I originally wanted to explore Rio amidst the hype and activity of the games, but more importantly, I wanted to hear from people who had little to no voice and who lived far from the limelight. The city's notorious favelas have been examined extensively, but so much of the media focus tends to be on the photogenic hillside communities that form a backdrop to the wealthy south zone, with its world-famous beaches, throngs of tourists and Norway-level standard-of-living.
The peripheries and suburban areas like the Zona Norte and Baixada Fluminense are home to millions of working-class people. Plagued by poverty, government neglect, and gangs, these communities are largely invisible to the outside world and ignored by the rest of the city. I continued visiting throughout 2016 as media attention evaporated and the games left Rio with a hangover of debt, broken promises and the worst recession in the country's history.

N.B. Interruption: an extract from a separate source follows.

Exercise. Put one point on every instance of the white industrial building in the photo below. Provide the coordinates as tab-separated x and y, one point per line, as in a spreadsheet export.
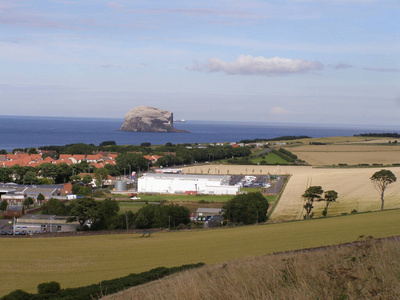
186	184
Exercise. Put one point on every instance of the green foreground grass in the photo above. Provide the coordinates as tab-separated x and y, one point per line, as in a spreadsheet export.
78	261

In the beginning of 2018 I moved to the North Zone of Rio to see firsthand how this period of crisis would unfold. The favela pacification program has failed. Infrastructure crumbles and much needed development projects lie abandoned in the wake of corruption scandals and political upheaval. In March, a rising progressive star in city hall, councilwoman Marielle Franco, was brutally murdered on her way home from a discussion on empowering black women in local politics. Many suspect the militia – a paramilitary mafia supported by right-wing politicians and composed of police, soldiers and firefighters – of carrying out the assassination.
In 2019 the country inaugurated a neo-fascist president from Rio, where a wave of conservative sentiment has taken hold. His family has connections to militia members. Many fear the return of heavy-handed law-and-order policies and few expect any sympathy for the poor and marginalized, who already suffer immensely. The new governor wants snipers to shoot "thugs" in the middle of the favelas. The mayor is an evangelical bishop of a powerful church who seems to only care about those in his flock. Rio is under the most conservative government since the days of the military dictatorship.
The project title comes from a chapter in Juliana Barbassa's 2016 account of a seductive and chaotic city on the eve of the Olympic games. Even in those heady days of optimism, Barbassa saw the cracks starting to form. In that same spirit, this project aims to shine a personal light on this period of Rio's history, with a focus on the suburbs and periphery of Metro Rio, where the majority of the population lives and where the most profound changes are taking place. A lot has already changed since Barbassa wrote her book, and things will likely get worse before they get better. One of the world's most incredible cities has embarked on a new era in its 500-year history. What will become of the 'cidade maravilhosa', beautiful and broken?